1. What is the transit secrets engine and when would you use it?

Show answer The transit engine provides encryption-as-a-service: applications send plaintext to Vault's API and receive ciphertext back (or vice versa) without ever handling encryption keys directly. Use it for application-level encryption (encrypting database fields, files) when you want centralized key management, key rotation, and audit logging without embedding crypto libraries in every app.

2. How do dynamic credentials work in Vault and why are they more secure than static secrets?

Show answer When an application requests dynamic credentials (e.g., a database login), Vault creates a unique, short-lived credential on demand with a TTL lease. Each application instance gets its own credential. When the lease expires, Vault automatically revokes the credential. This eliminates shared passwords, makes credential rotation automatic, and provides per-client attribution in audit logs.

3. What is Vault disaster recovery replication and how does it differ from performance replication?

Show answer DR replication creates a standby cluster in another region that receives a full copy of all data but does not serve requests until promoted. Performance replication creates read replicas that can serve read requests locally but forward writes to the primary. DR replication is for failover; performance replication is for geographic distribution and read scaling.
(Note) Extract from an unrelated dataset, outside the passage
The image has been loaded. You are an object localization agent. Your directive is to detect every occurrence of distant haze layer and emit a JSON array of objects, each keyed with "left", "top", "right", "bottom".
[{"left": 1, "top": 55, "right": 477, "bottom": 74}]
4. How do Vault policies control access and what is a path-based policy?

Show answer Vault policies are written in HCL and define which paths (secret engines, auth methods, system endpoints) a token can access and with which capabilities (create, read, update, delete, list, sudo). For example: path "secret/data/myapp/*" { capabilities = ["read", "list"] } grants read-only access to all secrets under myapp. Policies are attached to tokens and auth method roles.